Nos simulations révèlent un autre aspect remarquable d’une réforme de l’indexation : elle permet une maitrise plus rapide de la hausse des dépenses de pension. La réforme de l’acquisition a un effet différé sur les dépenses de pensions en agissant exclusivement sur les nouveaux pensionnés. En agissant sur l’ensemble des pensionnés, la réforme de l’indexation a un effet instantané plus efficace pour enrayer la croissance des pensions. C’est un avantage important dans le contexte actuel de dégradation de notre déficit budgétaire et du risque d’emballement de notre endettement.
Un dernier aspect remarquable de la réforme de l’indexation est qu’elle garantit à tous les futurs pensionnés une pension plus élevée que la réforme de l’acquisition. Ce résultat est lié au fait qu’une réforme de l’indexation déplace la charge de l’ajustement en partie sur les pensionnés d’aujourd’hui. Ces pensionnés représentent près de la moitié des actifs d’aujourd’hui.

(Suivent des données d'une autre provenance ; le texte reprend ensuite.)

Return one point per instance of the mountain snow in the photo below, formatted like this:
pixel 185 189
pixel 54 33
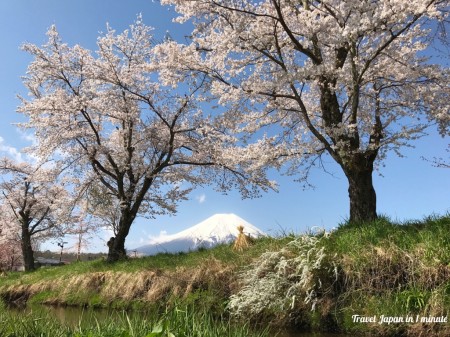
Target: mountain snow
pixel 217 229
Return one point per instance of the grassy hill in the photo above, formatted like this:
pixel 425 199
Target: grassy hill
pixel 380 272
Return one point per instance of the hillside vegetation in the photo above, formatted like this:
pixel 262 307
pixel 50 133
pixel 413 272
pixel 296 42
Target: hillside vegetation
pixel 315 281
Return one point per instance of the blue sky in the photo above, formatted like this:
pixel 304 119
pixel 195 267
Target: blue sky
pixel 409 187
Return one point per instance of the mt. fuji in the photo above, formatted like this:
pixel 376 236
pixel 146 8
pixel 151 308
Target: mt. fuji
pixel 217 229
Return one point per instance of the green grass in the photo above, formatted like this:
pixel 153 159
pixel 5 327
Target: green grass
pixel 377 268
pixel 223 253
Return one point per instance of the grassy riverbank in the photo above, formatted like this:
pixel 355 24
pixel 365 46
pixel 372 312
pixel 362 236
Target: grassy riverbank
pixel 342 281
pixel 177 322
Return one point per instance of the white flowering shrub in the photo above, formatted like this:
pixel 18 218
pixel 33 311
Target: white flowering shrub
pixel 281 282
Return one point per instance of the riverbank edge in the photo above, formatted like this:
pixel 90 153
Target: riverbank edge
pixel 382 269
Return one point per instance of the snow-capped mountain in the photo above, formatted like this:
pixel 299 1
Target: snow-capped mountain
pixel 219 228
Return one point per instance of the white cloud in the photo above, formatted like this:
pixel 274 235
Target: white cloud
pixel 201 198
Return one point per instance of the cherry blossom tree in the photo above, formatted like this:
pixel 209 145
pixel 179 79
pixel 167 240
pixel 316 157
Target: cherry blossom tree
pixel 109 118
pixel 345 78
pixel 34 204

Ce transfert de charge permet de verser des pensions plus élevées aux futurs pensionnés.
Il est donc envisageable de pouvoir prendre sa pension sans prendre celle de ses enfants en acceptant une réforme de l’indexation immédiate et soutenue.
[1] Pour plus de détails, voir Arno Baurin & Jean Hindriks « Conséquences de réformes graduelles des pensions selon les classes d’âge », Revue Bancaire et Financière, à paraître.